Hacked? By Mr Robot?


#1

Sonarr version (exact version): 2.0.0.5322
Mono version (if Sonarr is not running on Windows): 5.18.1.0
OS: Librelec
Debug logs:
Description of issue:

A week or so ago I had an issue when suddenly, all of my series were removed and replaced with a single series “Mr Robot”, as much as I like that show I had seen it all… and I definitely didn’t add it.

Now I do have Sonarr visible from the web and dynamic DNS switched on, and foolishly didn’t have any authentication turned on.

I did also notice that my indexing service appeared to have been compromised so changed all passwords and API etc.

I have now turned on authentication on for Sonarr.

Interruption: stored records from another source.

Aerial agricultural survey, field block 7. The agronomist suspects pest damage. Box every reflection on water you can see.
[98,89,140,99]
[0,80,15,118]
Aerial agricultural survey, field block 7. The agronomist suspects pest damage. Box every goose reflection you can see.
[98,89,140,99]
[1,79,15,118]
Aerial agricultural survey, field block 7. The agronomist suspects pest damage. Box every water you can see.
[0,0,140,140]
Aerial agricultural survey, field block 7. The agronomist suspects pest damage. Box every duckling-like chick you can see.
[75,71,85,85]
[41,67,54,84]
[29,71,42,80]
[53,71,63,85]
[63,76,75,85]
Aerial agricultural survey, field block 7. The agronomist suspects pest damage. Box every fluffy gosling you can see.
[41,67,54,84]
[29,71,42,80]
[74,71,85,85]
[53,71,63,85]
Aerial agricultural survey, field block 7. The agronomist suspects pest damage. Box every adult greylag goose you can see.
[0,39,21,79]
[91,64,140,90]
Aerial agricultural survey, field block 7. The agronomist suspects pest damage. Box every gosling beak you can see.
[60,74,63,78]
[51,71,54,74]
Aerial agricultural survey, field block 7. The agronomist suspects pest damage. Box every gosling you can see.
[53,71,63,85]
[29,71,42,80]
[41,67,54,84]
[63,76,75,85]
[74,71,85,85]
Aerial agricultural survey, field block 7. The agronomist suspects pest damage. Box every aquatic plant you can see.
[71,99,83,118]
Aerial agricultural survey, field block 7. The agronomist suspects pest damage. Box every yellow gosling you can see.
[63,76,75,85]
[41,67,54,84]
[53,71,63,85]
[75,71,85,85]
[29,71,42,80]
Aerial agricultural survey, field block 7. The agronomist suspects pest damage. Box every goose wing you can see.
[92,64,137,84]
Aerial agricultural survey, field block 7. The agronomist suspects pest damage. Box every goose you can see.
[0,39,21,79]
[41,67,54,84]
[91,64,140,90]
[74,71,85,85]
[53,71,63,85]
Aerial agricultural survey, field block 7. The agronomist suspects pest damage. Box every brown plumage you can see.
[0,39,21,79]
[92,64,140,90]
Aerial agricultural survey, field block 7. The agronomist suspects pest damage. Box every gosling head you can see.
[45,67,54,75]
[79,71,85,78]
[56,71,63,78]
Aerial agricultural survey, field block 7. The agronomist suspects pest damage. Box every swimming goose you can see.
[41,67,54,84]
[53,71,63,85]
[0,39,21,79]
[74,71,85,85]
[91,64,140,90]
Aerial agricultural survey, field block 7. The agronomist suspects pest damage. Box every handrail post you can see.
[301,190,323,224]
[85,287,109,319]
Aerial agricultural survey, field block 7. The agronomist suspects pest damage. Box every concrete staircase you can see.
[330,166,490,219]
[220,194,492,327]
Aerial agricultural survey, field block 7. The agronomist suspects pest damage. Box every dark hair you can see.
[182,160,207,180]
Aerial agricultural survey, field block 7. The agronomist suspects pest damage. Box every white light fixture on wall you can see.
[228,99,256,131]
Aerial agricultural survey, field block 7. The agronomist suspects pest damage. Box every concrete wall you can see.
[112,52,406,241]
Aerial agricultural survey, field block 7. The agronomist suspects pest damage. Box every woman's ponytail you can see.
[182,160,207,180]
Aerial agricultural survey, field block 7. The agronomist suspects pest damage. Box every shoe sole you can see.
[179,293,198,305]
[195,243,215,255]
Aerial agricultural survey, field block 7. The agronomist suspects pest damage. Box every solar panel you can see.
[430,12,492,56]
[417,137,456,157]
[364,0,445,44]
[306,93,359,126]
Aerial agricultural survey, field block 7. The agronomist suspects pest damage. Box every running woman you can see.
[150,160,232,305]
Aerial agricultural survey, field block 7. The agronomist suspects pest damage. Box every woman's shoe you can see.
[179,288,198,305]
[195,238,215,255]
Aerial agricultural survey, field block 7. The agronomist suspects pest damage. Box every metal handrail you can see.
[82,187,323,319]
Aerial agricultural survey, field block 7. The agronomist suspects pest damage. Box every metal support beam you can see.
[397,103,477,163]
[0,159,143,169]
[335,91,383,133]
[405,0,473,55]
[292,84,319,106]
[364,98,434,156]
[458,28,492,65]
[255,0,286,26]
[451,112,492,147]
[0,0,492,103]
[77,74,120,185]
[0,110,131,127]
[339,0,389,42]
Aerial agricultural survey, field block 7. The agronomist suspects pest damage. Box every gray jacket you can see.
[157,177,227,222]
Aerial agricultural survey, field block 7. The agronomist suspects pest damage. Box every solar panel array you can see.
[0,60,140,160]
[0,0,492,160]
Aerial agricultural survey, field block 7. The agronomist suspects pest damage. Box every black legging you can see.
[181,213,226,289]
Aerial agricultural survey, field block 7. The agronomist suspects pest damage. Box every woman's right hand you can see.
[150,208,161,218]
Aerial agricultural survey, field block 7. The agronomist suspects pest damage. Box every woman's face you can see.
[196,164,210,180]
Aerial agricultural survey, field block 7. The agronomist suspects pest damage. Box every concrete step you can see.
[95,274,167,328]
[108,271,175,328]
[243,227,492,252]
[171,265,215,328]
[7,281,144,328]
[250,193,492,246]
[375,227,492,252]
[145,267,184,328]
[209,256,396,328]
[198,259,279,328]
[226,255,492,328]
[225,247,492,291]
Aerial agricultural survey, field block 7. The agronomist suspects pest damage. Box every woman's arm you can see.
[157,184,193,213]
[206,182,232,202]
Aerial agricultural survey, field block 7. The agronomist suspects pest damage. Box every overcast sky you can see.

But wondering if I should do anything else and whether this has happened to anyone else?


#2

… and whether this has happened to anyone else?

Indubitably. They’re all hiding in the corner out of shame.
Lesson learned, I suppose?

But wondering if I should do anything else

Scan for malware would be a good step, but on linux check if sonarr was running as a priviledged user if need be check syslog. Check your download client logs for any suspicious downloads, and Sonarr’s logs too. Check Sonarr settings for added Proxy or changed indexers, tbh I’d just roll back to a reliable Sonarr backup.

PS: Based on the kind of vandalism, I doubt anything worse happened, so count yourself lucky.


#3

Indeed lesson learned. Malware isn’t an issue as Sonarr doesn’t have any privileges beyond what it needs.

Nothing in indexers, I have switched up all APIs for indexers etc.

Download client (that was password protected) had two denied accesses from an IP address that doesn’t resolve to anything and won’t respond to ping (my guess is VPN).

The one thing I would love is a simpler way to restore a backup (appreciate it’s not hugely difficult, but it’s not something possible via the Web UI).


#4

Sonarr v3 (alpha/beta) has restore from the UI.